Taken to its bare bones, the story deals with Sisif, a locomotive engineer who saves infant Norma from a train wreck and raises her as his adopted daughter. Norma thinks Sisif’s son Elie is her brother, and when the two fall in love, she leaves to marry a virtual stranger. Sisif is also obsessed with her and the plot elaborates this triangular relationship. Abel Gance pioneered a dazzlingly innovative style of rapid montage that revolutionized filmmaking around the world, especially in the works of Eisenstein and his contemporaries in the Soviet Union. Almost every sequence was experimental; as Gance’s cinematographer, Léonce-Henri Burel recalled, “I’d never come to the end of it if I were to list all the tests we did, all the special effects I invented and all the innovations we launched.”
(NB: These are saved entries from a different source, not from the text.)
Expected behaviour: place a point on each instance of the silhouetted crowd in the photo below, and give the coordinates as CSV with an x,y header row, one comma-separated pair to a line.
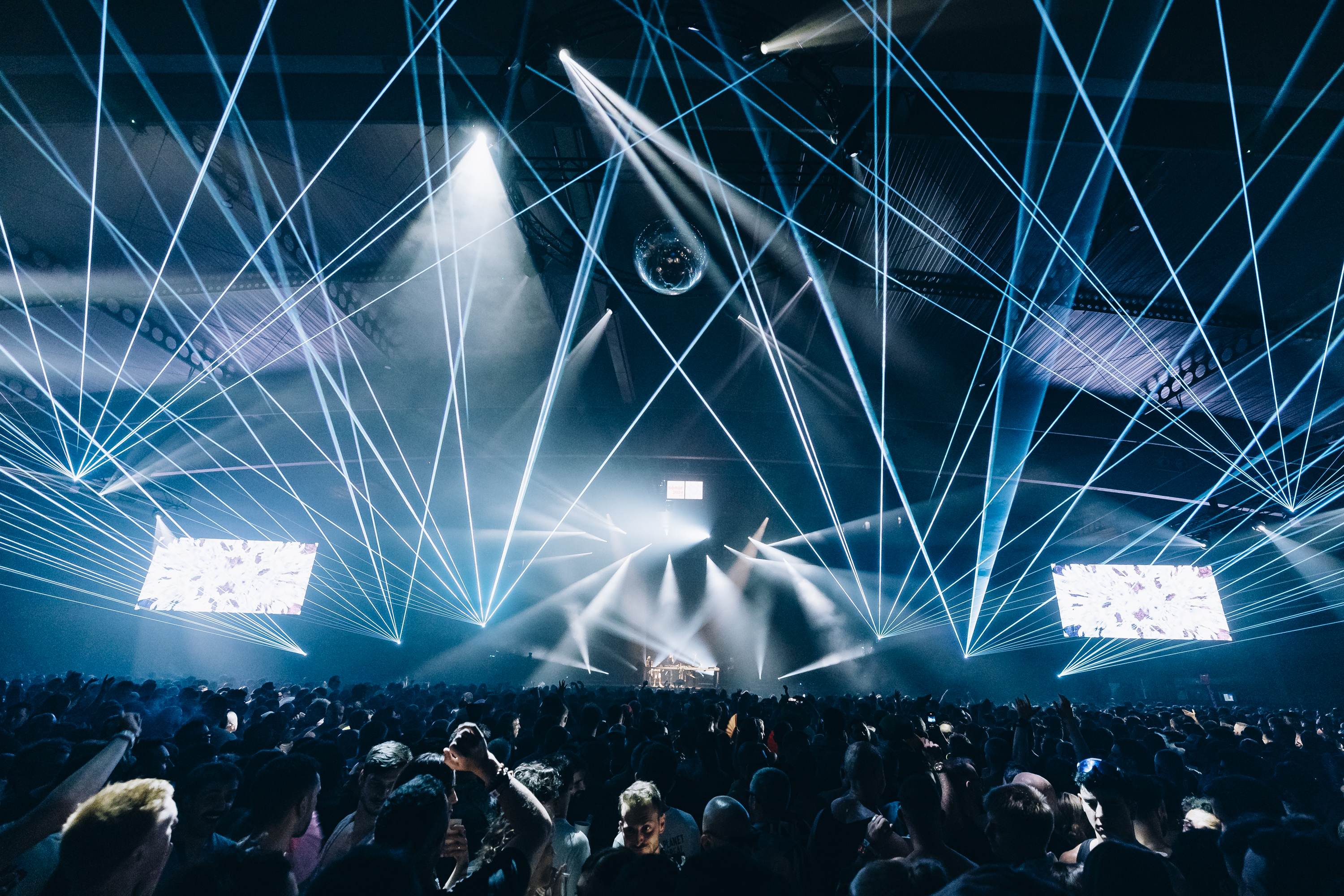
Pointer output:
x,y
195,789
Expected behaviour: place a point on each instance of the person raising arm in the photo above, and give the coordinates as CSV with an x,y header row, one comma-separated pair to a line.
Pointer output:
x,y
511,870
52,813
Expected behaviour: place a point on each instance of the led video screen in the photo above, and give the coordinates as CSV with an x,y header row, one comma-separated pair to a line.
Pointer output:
x,y
226,575
1156,602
La Roue was originally shown in France over three days, in 32 reels, with a running time of almost eight hours, but was soon shortened to 12 reels, the maximum length for a typical feature film at the time. This new restoration, produced by Eric Lange, David Shepard and Jeff Masino with invaluable support from Turner Classic Movies, began with a 35mm master positive of this 12-reel version, a Russian print of an 8-reel version, two incomplete tinted nitrate prints of a longer French version, and finally, for two short but critical scenes, a 4-reel abridged version released by Pathé on 9.5mm for home movie screening. Conflating all of this material, the Lobster Film Studios restoration team headed by Eric Lange was able to prepare and digitally restore a 20-reel version, by far the most complete edition of La Roue seen anywhere since 1923. This release possesses exceptional pictorial quality and English titles that use the type font and moving photographic backgrounds of the original film.
Source : nitrateville.com
Point of view
Abel Gance’s The Wheel derives from dubious melodramatic material. Its camera opens on train tracks zipping past and proceeds to train wheels in crushing closeup. The train derails, and in the wreck that follows the single mother of baby Norma is killed. A single parent, railwayman Sisif (Séverin-Mars, superb) takes the child home, raising her as his own along with his young son, Elie. Elie and Norma believe they are biological brother and sister. As they grow up, they fall in love; Sisif also falls in love with Norma. A fight between Norma’s rich suitor and Elie results in the latter’s death, for which Sisif blames Norma. This ironical resolution of potential conflict between father and son is part of a string of losses that Sisif has suffered or will suffer: his wife, who died in childbirth; his inventions, the ideas for which Norma’s suitor stole—an encapsulation of capital’s plunder of the working class; Elie; Norma; his joy in life (several times Sisif attempts suicide); his eyesight. The film, which is set in the French Alps, ends with old Sisif’s death. He is alone, facing a window through which majestic mountains appear—to us. Sisif’s eyes are stone-cold dead; but do they now see the mountains with their spiritual sight? have they become the mountains? In extreme long-shot, figures of life dance in a wheel-like circle, inspiring the hand-holding line of ghosts in Ingmar Bergman’s The Seventh Seal (1956). Our sight has become one with the departed Sisif’s sight. Gance’s film transcends melodrama.
For The Wheel Gance has marshaled a dazzling array of experimental techniques, changing the shape and size of the image, creating expressive superimpositions, varying editing speeds, also expressively.